July 2, 2014

The Global Health Security Agenda in an Age of Biosecurity

Author Affiliations
  • 1O’Neill Institute for National and Global Health Law, Georgetown University Law Center, Washington, DC
  • 2World Health Organization Collaborating Center on Public Health Law and Human Rights, Washington, DC

Copyright 2014 American Medical Association. All Rights Reserved. Applicable FARS/DFARS Restrictions Apply to Government Use.

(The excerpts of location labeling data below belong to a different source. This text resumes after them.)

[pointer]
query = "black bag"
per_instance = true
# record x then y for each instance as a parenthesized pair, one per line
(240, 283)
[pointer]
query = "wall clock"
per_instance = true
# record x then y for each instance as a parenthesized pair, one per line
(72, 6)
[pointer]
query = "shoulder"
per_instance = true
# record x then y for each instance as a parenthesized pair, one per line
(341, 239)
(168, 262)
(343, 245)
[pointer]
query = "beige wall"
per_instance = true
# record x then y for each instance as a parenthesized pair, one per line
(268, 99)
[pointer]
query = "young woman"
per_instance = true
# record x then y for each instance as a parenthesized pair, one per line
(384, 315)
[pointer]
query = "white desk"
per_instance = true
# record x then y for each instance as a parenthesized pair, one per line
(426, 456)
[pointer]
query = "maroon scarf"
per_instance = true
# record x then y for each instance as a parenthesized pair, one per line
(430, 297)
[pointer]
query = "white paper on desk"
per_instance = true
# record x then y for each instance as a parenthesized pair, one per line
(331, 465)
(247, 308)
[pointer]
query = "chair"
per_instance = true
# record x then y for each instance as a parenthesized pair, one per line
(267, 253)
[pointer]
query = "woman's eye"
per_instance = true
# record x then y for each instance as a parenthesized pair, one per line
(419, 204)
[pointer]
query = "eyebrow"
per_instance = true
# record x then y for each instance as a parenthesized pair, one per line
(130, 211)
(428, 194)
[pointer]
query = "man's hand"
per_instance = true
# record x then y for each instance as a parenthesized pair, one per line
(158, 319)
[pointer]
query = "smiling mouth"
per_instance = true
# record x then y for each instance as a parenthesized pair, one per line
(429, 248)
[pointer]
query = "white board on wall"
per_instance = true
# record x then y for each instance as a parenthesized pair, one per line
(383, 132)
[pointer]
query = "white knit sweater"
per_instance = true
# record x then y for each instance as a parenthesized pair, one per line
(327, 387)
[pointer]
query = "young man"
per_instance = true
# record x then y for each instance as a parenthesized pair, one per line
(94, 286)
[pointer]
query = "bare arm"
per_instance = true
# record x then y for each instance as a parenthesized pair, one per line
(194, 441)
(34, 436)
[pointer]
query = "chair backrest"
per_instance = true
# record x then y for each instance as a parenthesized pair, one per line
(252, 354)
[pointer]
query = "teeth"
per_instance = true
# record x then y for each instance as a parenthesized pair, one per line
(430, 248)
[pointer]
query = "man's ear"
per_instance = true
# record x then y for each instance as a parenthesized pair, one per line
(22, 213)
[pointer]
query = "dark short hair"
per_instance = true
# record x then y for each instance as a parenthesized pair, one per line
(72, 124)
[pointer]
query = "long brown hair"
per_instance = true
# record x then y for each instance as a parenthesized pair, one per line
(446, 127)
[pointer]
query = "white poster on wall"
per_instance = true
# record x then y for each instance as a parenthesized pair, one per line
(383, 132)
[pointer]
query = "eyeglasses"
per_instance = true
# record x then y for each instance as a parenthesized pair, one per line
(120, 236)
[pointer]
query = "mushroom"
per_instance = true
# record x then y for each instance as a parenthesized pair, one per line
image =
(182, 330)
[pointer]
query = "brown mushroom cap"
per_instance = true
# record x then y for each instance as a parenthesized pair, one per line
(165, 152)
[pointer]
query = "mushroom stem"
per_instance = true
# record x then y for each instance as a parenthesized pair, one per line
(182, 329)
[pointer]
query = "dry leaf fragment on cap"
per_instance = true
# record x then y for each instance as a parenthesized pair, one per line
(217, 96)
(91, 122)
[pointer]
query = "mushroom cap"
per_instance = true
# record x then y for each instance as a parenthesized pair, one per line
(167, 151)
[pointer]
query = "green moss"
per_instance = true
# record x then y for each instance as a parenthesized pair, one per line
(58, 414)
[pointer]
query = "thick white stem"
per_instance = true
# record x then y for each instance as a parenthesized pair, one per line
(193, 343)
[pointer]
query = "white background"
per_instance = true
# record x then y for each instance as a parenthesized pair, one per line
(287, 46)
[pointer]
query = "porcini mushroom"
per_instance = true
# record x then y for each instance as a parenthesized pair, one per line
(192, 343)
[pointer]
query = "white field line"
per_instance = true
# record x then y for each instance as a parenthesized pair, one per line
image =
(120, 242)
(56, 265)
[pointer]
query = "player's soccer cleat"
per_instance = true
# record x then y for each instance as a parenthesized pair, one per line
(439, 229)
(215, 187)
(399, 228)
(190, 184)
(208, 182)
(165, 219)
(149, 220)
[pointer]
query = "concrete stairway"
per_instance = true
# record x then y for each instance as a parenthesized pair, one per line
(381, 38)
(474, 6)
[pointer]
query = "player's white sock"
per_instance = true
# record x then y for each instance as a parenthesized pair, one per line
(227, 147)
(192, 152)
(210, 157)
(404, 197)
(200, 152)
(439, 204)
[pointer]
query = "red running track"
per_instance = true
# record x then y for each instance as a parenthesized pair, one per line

JAMA. 2014;312(1):27-28. doi:10.1001/jama.2014.4843

In May 2009, President Obama launched the Global Health Initiative with ambitious goals of reforming foreign assistance, expanding programs, and coordinating agencies. Despite progress, these goals have been only partially achieved. Yet 5 years later, on February 13, 2014, the White House launched another bold initiative—the Global Health Security Agenda (GHS Agenda), a US-led diplomatic collaboration with 30 countries, international organizations, nongovernmental organizations, and public/private entities. The GHS Agenda aims to “accelerate progress toward a world safe and secure from infectious disease threats.”1 Does the GHS Agenda signal the end of the Global Health Initiative, and is the policy shift toward securitization a positive step for global health?